— Спасибо, Филипп Кузьмич. Передам... — Горбунов держался левой рукой в кожаной перчатке за холодный поручень классного вагона, а теплой молодой ладонью сжимал пальцы Миронова. — Спасибо, и до скорого свидания. Я полагаю, что очень скоро мы с вами увидимся... А насчет усталости и прочего, то ни-ни, как говорится! Ни в коем случае! Мне даже кажется, что предстоит как раз немалая работа, новые бои и сражения, но — на мирном поприще. До встречи!
Поезд лязгнул сцепами и стал медленно отплывать в сторону Джанкоя. Провожающие подняли папахи и платки, махали вслед. Лицо Горбунова, молодое, улыбающееся сквозь бороду, исчезло, двери закрылись. Белая пороша кружила в воздухе. Пахло свежим морозцем, кирпичной пылью и остывающим паровозным шлаком...
15
Донской корпус грузился на пароходы в Керчи...
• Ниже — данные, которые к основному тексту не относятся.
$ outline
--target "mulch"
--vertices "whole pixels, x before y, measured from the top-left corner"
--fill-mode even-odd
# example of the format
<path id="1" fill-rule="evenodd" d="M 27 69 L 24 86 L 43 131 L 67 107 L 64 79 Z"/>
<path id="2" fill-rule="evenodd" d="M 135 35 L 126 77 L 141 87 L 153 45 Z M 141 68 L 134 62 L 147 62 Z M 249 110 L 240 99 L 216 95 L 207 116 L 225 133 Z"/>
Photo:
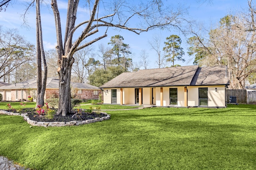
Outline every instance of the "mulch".
<path id="1" fill-rule="evenodd" d="M 56 111 L 57 110 L 56 109 L 54 109 Z M 77 110 L 72 110 L 72 113 L 67 114 L 66 116 L 62 116 L 61 115 L 55 114 L 53 119 L 49 119 L 45 117 L 44 115 L 38 115 L 34 108 L 24 108 L 21 110 L 19 110 L 18 112 L 18 111 L 15 109 L 6 110 L 13 113 L 19 113 L 20 114 L 27 113 L 28 114 L 27 116 L 28 116 L 30 120 L 38 122 L 67 122 L 74 121 L 82 121 L 86 120 L 93 119 L 96 117 L 102 117 L 106 116 L 106 114 L 104 113 L 93 111 L 91 113 L 88 113 L 86 109 L 80 109 L 79 112 Z"/>

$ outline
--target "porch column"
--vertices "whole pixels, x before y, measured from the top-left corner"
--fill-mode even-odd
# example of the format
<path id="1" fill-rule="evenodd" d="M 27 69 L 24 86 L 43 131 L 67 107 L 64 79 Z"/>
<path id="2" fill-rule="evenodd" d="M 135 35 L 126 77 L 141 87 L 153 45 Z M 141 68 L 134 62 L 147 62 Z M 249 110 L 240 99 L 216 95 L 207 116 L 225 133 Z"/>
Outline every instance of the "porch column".
<path id="1" fill-rule="evenodd" d="M 120 89 L 120 104 L 123 104 L 123 89 Z"/>
<path id="2" fill-rule="evenodd" d="M 184 87 L 184 107 L 188 106 L 188 93 L 187 88 Z"/>
<path id="3" fill-rule="evenodd" d="M 139 105 L 142 105 L 142 102 L 141 102 L 142 98 L 141 88 L 139 88 Z"/>
<path id="4" fill-rule="evenodd" d="M 160 106 L 162 106 L 163 104 L 163 88 L 160 88 Z"/>

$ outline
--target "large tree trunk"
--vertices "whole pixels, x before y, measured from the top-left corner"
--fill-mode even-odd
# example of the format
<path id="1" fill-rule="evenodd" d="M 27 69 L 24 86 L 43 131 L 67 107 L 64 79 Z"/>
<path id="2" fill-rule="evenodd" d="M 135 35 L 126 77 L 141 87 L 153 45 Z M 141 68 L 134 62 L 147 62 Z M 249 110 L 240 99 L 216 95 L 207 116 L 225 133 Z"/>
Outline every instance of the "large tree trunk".
<path id="1" fill-rule="evenodd" d="M 65 60 L 67 59 L 64 59 Z M 74 62 L 71 61 L 65 63 L 67 65 L 67 69 L 62 69 L 59 72 L 60 100 L 57 112 L 57 114 L 61 114 L 63 116 L 66 116 L 67 113 L 70 113 L 72 108 L 70 80 L 72 65 Z"/>
<path id="2" fill-rule="evenodd" d="M 47 79 L 47 66 L 46 65 L 44 51 L 43 45 L 41 16 L 40 14 L 40 0 L 37 0 L 36 2 L 36 56 L 37 63 L 37 91 L 36 96 L 36 107 L 39 106 L 44 105 L 44 94 L 46 88 Z M 43 60 L 44 66 L 44 78 L 42 80 L 42 60 Z"/>

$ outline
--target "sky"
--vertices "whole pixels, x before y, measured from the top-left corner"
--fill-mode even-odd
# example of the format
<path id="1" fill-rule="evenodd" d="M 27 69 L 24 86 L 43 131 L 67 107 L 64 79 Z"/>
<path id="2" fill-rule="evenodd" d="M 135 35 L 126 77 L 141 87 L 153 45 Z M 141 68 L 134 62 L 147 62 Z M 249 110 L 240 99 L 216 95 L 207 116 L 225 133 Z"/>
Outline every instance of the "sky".
<path id="1" fill-rule="evenodd" d="M 50 0 L 46 0 L 50 1 Z M 214 27 L 218 23 L 220 18 L 224 17 L 230 13 L 234 13 L 236 11 L 245 10 L 248 6 L 247 0 L 163 0 L 163 2 L 170 1 L 176 2 L 188 8 L 188 18 L 195 21 L 196 25 L 202 25 L 207 28 Z M 254 3 L 253 0 L 253 3 Z M 24 36 L 25 39 L 33 44 L 36 44 L 35 31 L 35 8 L 32 9 L 26 15 L 27 23 L 29 27 L 25 27 L 23 24 L 22 16 L 24 14 L 26 7 L 25 4 L 30 0 L 12 0 L 6 11 L 0 12 L 0 25 L 4 28 L 17 29 L 19 34 Z M 62 16 L 62 26 L 65 25 L 65 10 L 66 11 L 67 1 L 58 0 L 58 8 Z M 80 1 L 82 2 L 82 1 Z M 199 2 L 200 1 L 200 2 Z M 56 30 L 52 10 L 50 6 L 48 7 L 44 6 L 41 8 L 41 19 L 43 29 L 43 39 L 44 49 L 46 50 L 55 48 L 56 45 Z M 88 14 L 86 13 L 86 9 L 82 6 L 80 6 L 77 16 L 77 20 L 82 20 L 84 18 L 88 18 Z M 108 43 L 110 42 L 111 37 L 116 35 L 120 35 L 124 39 L 124 43 L 128 44 L 130 47 L 130 51 L 132 52 L 131 57 L 133 62 L 138 63 L 141 60 L 140 54 L 142 50 L 144 50 L 148 56 L 148 64 L 147 68 L 158 68 L 156 62 L 157 59 L 157 53 L 151 49 L 148 43 L 152 41 L 153 37 L 159 35 L 162 40 L 161 49 L 164 46 L 164 42 L 166 37 L 171 35 L 179 35 L 182 41 L 181 46 L 183 48 L 185 55 L 183 56 L 186 61 L 182 63 L 176 61 L 175 64 L 182 66 L 192 65 L 194 59 L 189 57 L 187 54 L 188 45 L 186 44 L 186 37 L 181 33 L 176 31 L 174 29 L 170 31 L 160 30 L 156 29 L 143 32 L 140 35 L 126 30 L 117 31 L 109 29 L 108 37 L 100 40 L 93 44 L 93 49 L 96 53 L 98 51 L 100 44 L 103 44 L 106 46 L 110 46 Z M 189 37 L 189 35 L 187 37 Z M 167 63 L 166 66 L 170 66 L 171 63 Z M 141 69 L 143 69 L 142 67 Z"/>

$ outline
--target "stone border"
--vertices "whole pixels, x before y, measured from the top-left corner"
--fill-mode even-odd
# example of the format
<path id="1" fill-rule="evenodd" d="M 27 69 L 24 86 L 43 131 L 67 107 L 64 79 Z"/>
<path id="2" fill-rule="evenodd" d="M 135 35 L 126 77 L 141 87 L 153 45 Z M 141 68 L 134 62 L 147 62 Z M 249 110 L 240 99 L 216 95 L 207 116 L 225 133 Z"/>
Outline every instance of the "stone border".
<path id="1" fill-rule="evenodd" d="M 84 125 L 85 124 L 89 124 L 92 123 L 96 122 L 96 121 L 100 121 L 105 120 L 108 120 L 110 118 L 110 115 L 107 114 L 106 113 L 100 112 L 101 113 L 105 114 L 106 116 L 104 116 L 102 117 L 96 117 L 93 119 L 90 119 L 82 121 L 70 121 L 70 122 L 44 122 L 42 121 L 37 122 L 36 121 L 34 121 L 32 120 L 30 120 L 28 117 L 28 116 L 27 116 L 27 113 L 22 113 L 20 114 L 18 113 L 12 113 L 9 112 L 4 110 L 0 110 L 0 113 L 2 113 L 8 115 L 12 115 L 15 116 L 21 116 L 23 117 L 24 120 L 26 121 L 28 123 L 33 126 L 43 126 L 44 127 L 48 127 L 50 126 L 73 126 L 73 125 Z"/>

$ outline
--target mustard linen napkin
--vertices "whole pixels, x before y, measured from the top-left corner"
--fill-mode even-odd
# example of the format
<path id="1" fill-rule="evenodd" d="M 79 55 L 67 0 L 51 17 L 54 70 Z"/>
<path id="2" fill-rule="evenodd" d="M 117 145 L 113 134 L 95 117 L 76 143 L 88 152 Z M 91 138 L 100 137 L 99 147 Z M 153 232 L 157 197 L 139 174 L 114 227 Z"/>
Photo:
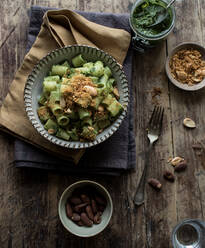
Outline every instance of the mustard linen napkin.
<path id="1" fill-rule="evenodd" d="M 23 100 L 24 86 L 34 65 L 50 51 L 74 44 L 98 47 L 123 64 L 130 44 L 130 34 L 122 29 L 90 22 L 71 10 L 47 11 L 36 41 L 26 54 L 0 109 L 0 125 L 5 132 L 78 163 L 84 150 L 63 148 L 43 138 L 28 120 Z"/>

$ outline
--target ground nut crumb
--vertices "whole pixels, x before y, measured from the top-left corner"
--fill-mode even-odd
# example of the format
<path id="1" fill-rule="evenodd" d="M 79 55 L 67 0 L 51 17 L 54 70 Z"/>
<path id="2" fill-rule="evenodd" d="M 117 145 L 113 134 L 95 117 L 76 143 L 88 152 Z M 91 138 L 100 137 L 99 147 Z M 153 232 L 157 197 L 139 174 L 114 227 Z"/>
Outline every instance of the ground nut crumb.
<path id="1" fill-rule="evenodd" d="M 205 61 L 195 49 L 182 49 L 175 53 L 169 63 L 172 76 L 189 86 L 200 83 L 205 77 Z"/>

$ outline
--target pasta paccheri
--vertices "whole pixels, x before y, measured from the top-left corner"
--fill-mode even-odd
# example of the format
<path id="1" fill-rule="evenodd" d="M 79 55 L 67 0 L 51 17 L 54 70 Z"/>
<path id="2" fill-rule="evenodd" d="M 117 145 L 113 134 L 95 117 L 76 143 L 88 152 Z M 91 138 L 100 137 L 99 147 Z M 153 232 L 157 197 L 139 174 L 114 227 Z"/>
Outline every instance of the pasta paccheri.
<path id="1" fill-rule="evenodd" d="M 101 61 L 80 54 L 53 65 L 44 78 L 37 110 L 49 134 L 64 140 L 93 141 L 123 111 L 115 79 Z"/>

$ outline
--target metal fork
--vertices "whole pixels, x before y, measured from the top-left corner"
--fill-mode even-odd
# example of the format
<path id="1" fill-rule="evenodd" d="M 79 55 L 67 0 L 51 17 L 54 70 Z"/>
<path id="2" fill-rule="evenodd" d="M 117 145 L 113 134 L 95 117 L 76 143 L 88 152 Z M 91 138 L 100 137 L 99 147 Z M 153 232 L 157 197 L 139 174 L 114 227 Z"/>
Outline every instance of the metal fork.
<path id="1" fill-rule="evenodd" d="M 164 108 L 155 107 L 148 124 L 147 136 L 150 143 L 148 150 L 145 153 L 145 166 L 134 197 L 134 203 L 137 206 L 140 206 L 144 202 L 144 189 L 145 189 L 147 169 L 149 166 L 150 151 L 153 147 L 154 142 L 158 140 L 161 134 L 163 115 L 164 115 Z"/>

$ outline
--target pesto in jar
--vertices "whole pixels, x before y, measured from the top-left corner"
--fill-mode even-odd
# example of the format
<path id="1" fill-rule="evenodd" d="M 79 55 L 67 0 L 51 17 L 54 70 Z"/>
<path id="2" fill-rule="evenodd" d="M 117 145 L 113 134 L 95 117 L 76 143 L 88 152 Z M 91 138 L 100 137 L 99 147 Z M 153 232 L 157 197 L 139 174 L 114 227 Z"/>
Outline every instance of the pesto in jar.
<path id="1" fill-rule="evenodd" d="M 132 23 L 136 31 L 146 36 L 158 36 L 171 26 L 172 11 L 169 8 L 167 18 L 154 27 L 157 17 L 163 12 L 166 3 L 161 0 L 145 0 L 140 5 L 136 6 L 133 15 Z"/>

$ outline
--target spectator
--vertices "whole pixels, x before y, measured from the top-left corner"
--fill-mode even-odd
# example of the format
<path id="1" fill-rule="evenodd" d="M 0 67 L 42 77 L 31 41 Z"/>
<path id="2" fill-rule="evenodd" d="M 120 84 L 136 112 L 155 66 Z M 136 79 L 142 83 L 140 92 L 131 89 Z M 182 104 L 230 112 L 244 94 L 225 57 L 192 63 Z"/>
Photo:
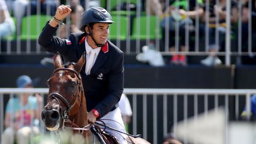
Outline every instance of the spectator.
<path id="1" fill-rule="evenodd" d="M 160 16 L 162 14 L 162 5 L 159 0 L 145 0 L 144 8 L 146 12 L 149 12 L 149 15 Z"/>
<path id="2" fill-rule="evenodd" d="M 123 94 L 121 95 L 119 104 L 120 109 L 121 110 L 121 114 L 122 116 L 123 121 L 124 121 L 126 131 L 128 132 L 129 130 L 128 124 L 131 121 L 132 111 L 130 104 L 130 102 L 125 94 Z"/>
<path id="3" fill-rule="evenodd" d="M 14 22 L 10 16 L 5 1 L 0 0 L 0 38 L 12 35 L 15 30 Z"/>
<path id="4" fill-rule="evenodd" d="M 249 111 L 249 117 L 255 120 L 256 118 L 256 94 L 252 95 L 251 98 L 251 111 Z M 241 114 L 242 119 L 247 119 L 247 111 L 246 105 L 244 108 L 244 110 Z"/>
<path id="5" fill-rule="evenodd" d="M 33 82 L 28 76 L 22 75 L 18 78 L 17 85 L 18 88 L 30 88 L 36 82 L 36 81 Z M 39 135 L 39 128 L 36 125 L 41 119 L 39 106 L 42 102 L 40 95 L 34 97 L 28 93 L 11 98 L 6 107 L 4 120 L 6 129 L 2 133 L 1 143 L 12 143 L 11 139 L 14 137 L 18 144 L 28 144 L 31 135 Z"/>
<path id="6" fill-rule="evenodd" d="M 251 11 L 249 15 L 250 9 L 248 7 L 248 2 L 245 2 L 242 9 L 242 51 L 248 52 L 248 34 L 249 34 L 249 20 L 251 19 L 251 44 L 252 52 L 256 51 L 256 44 L 253 40 L 256 39 L 256 1 L 251 1 Z M 253 55 L 242 56 L 242 63 L 243 64 L 256 64 L 256 57 Z"/>
<path id="7" fill-rule="evenodd" d="M 206 27 L 206 28 L 209 28 L 209 34 L 208 34 L 209 38 L 209 52 L 210 55 L 205 59 L 201 60 L 200 62 L 207 66 L 217 66 L 222 63 L 220 59 L 216 56 L 216 53 L 225 42 L 226 27 L 226 1 L 220 0 L 219 4 L 217 5 L 217 4 L 215 0 L 209 1 L 209 12 L 206 11 L 207 6 L 205 5 L 204 7 L 205 14 L 209 14 L 209 15 L 206 15 L 206 17 L 209 17 L 209 21 L 206 21 L 205 19 L 203 20 L 206 23 L 209 23 L 209 27 Z M 231 24 L 233 25 L 237 22 L 238 14 L 237 2 L 233 0 L 231 1 Z M 217 19 L 218 18 L 219 19 Z M 216 34 L 219 34 L 219 35 L 216 36 Z M 216 36 L 219 37 L 217 43 L 216 43 Z"/>
<path id="8" fill-rule="evenodd" d="M 185 52 L 185 31 L 188 30 L 190 33 L 194 31 L 194 23 L 198 15 L 199 17 L 202 16 L 203 9 L 201 7 L 199 8 L 196 8 L 196 3 L 199 3 L 201 6 L 201 3 L 198 0 L 190 0 L 189 4 L 185 2 L 186 1 L 181 0 L 179 2 L 172 1 L 171 5 L 167 8 L 165 12 L 162 17 L 165 17 L 161 22 L 161 26 L 162 28 L 162 40 L 165 40 L 165 33 L 168 33 L 169 36 L 169 49 L 171 52 L 175 52 L 175 39 L 178 39 L 180 44 L 181 52 Z M 189 5 L 189 9 L 187 5 Z M 180 38 L 176 37 L 175 36 L 175 22 L 179 21 L 179 36 Z M 167 25 L 169 24 L 169 25 Z M 188 26 L 188 27 L 187 27 Z M 188 47 L 187 47 L 188 49 Z M 170 61 L 171 64 L 181 65 L 185 66 L 187 65 L 187 57 L 185 55 L 174 54 Z"/>

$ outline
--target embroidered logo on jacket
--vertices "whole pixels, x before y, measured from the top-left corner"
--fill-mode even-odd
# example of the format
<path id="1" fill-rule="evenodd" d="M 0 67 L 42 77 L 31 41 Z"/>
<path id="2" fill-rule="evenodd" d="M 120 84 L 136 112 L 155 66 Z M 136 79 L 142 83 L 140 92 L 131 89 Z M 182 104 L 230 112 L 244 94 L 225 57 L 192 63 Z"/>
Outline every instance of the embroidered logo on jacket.
<path id="1" fill-rule="evenodd" d="M 97 79 L 103 79 L 103 74 L 102 73 L 100 73 L 100 75 L 98 75 Z"/>
<path id="2" fill-rule="evenodd" d="M 65 40 L 66 40 L 66 43 L 67 44 L 71 44 L 71 41 L 70 40 L 69 40 L 68 39 L 66 39 Z"/>

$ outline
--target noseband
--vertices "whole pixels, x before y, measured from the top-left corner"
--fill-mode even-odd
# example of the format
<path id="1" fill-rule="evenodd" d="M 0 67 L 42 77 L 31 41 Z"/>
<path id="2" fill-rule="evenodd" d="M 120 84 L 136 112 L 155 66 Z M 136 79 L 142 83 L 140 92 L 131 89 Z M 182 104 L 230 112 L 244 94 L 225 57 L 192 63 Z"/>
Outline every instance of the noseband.
<path id="1" fill-rule="evenodd" d="M 77 72 L 76 72 L 75 70 L 72 69 L 69 69 L 69 68 L 58 68 L 58 69 L 55 69 L 53 71 L 53 75 L 54 75 L 54 73 L 55 73 L 56 72 L 57 72 L 59 71 L 68 71 L 73 72 L 78 78 L 78 84 L 76 85 L 76 91 L 75 91 L 75 93 L 73 95 L 74 96 L 73 98 L 75 98 L 75 96 L 76 95 L 76 92 L 78 91 L 78 89 L 79 89 L 79 93 L 78 95 L 78 98 L 76 98 L 75 103 L 73 103 L 73 104 L 72 105 L 71 105 L 71 104 L 66 100 L 65 98 L 64 98 L 61 94 L 60 94 L 57 92 L 51 93 L 48 96 L 48 99 L 51 98 L 53 98 L 55 100 L 56 100 L 57 102 L 58 103 L 59 105 L 60 105 L 59 113 L 60 113 L 60 114 L 61 114 L 61 117 L 63 119 L 63 121 L 67 121 L 69 120 L 69 117 L 68 117 L 69 111 L 73 108 L 73 107 L 76 103 L 78 99 L 78 100 L 79 100 L 80 95 L 81 94 L 82 89 L 82 86 L 81 81 L 81 78 L 80 75 Z M 67 108 L 66 110 L 65 110 L 64 113 L 62 113 L 62 108 L 61 107 L 60 103 L 59 103 L 59 100 L 61 100 L 61 101 L 62 101 L 67 107 Z M 71 101 L 73 101 L 73 99 Z"/>

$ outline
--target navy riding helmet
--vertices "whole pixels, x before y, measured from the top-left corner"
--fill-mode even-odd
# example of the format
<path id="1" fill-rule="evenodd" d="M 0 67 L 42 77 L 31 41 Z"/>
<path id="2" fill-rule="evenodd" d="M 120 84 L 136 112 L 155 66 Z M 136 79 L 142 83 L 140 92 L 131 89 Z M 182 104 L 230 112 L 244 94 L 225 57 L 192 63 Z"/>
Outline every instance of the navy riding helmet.
<path id="1" fill-rule="evenodd" d="M 81 20 L 81 30 L 85 31 L 85 27 L 91 23 L 110 23 L 115 22 L 112 21 L 110 14 L 103 8 L 91 7 L 86 10 L 82 15 Z"/>

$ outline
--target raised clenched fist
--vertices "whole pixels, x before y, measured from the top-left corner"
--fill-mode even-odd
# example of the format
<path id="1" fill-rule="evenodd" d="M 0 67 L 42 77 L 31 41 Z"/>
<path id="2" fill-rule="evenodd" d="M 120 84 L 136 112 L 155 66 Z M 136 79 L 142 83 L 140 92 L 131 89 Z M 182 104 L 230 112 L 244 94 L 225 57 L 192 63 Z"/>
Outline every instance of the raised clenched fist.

Вдоль железной дороги Джанкой — Владиславовка — Керчь без помех, веселым аллюром и с победными песнями шли полки красных уральцев, 3-й кавкорпус Николая Каширина. Всего-то чуть более суток требовалось им на этот путь до конечного убежища белых, и этого времени было вполне достаточно для эвакуации, поэтому бежавшие донцы не предпринимали даже арьергардных боев.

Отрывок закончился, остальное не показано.